Ugo Forello (M5S Palermo) su lotta alla Mafia

Ugo Forello (M5S Palermo): “Lotta alla mafia ha bisogno di fatti concreti, di sforzi quotidiani che vanno dalle aule scolastiche fino ai Palazzi di Giustizia”.

Di seguito le dichiarazioni di Ugo Forello, candidato sindaco del Movimento 5 Stelle a Palermo, sulla giornata della Memoria e dell’Impegno in ricordo delle vittime innocenti delle mafie.

“Oggi è la Giornata della Memoria e dell’Impegno in ricordo delle vittime innocenti delle mafie. Una data simbolica, il primo giorno di primavera, per ricordarci che l’identità di un Popolo si rigenera anche nell’atto del ricordo, nel costante impegno a superare ogni forma di potere mafioso.

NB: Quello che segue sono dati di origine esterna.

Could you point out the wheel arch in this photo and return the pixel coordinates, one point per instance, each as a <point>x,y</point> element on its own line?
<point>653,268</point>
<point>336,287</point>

Ho speso più di dieci anni della mia vita nella lotta alla mafia, prima da volontario e poi nell’ambito della mia attività professionale di avvocato.

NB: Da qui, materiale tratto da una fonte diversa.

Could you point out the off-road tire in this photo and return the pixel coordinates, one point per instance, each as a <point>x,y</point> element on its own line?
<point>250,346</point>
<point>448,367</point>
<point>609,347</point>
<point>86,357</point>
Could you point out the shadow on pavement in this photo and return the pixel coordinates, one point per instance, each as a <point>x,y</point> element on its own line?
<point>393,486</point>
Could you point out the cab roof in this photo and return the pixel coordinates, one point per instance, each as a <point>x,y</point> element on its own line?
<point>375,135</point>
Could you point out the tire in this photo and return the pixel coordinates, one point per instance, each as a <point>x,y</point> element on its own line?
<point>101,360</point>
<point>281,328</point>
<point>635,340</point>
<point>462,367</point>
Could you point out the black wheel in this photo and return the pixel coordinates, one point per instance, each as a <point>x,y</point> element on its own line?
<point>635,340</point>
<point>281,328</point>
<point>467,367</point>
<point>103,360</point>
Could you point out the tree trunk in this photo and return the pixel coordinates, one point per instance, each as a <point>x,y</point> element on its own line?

Durante questi anni ho avuto l’onore di conoscere Anna Puglisi e Umberto Santino, gli infaticabili animatori del Centro Siciliano di Documentazione “Giuseppe Impastato”, da loro fondato quarant’anni fa. Il Csd è divenuto nel tempo un’istituzione cittadina, ed il suo patrimonio, frutto di enorme passione e grande fatica (il Centro è autofinanziato poiché contesta le pratiche clientelari di erogazione del denaro pubblico) è pronto già dal 2005 per essere messo a disposizione di un vero e proprio Memoriale Laboratorio della Lotta alla Mafia.

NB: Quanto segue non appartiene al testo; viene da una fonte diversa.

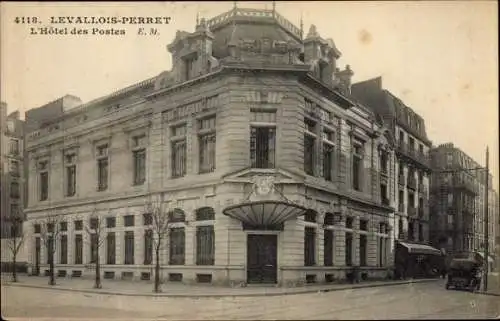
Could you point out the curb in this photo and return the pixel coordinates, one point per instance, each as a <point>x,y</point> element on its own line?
<point>167,295</point>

In occasione delle elezioni comunali del 2007, da Presidente di Addiopizzo, chiesi ai candidati di sottoscrivere un documento che prevedeva alcuni impegni concreti, tra cui quello a realizzare proprio il progetto del Memoriale.

Oggi, coerentemente con la mia storia e con i valori del Movimento che ha scelto di candidarmi a primo cittadino, non posso che rinnovare questo impegno.

Faccio mie le parole di Umberto Santino: “L’amministrazione comunale deve decidere: si vuole realizzare un grande progetto, a respiro nazionale e internazionale, che rispecchi una realtà che non può essere rimossa e le grandi lotte che hanno assunto le caratteristiche di una lotta di liberazione, o si pensa a un’iniziativa minore, marginale nell’offerta culturale, un contentino per chi l’ha proposta?”.

La lotta alla mafia ha bisogno di fatti concreti, di sforzi quotidiani che vanno dalle aule scolastiche fino ai Palazzi di Giustizia. Ma si alimenta anche di simboli, di luoghi di studio e aggregazione, di cultura e di memoria attiva.

Nel frattempo, mentre guardiamo al futuro, ricordiamoci di ricordare.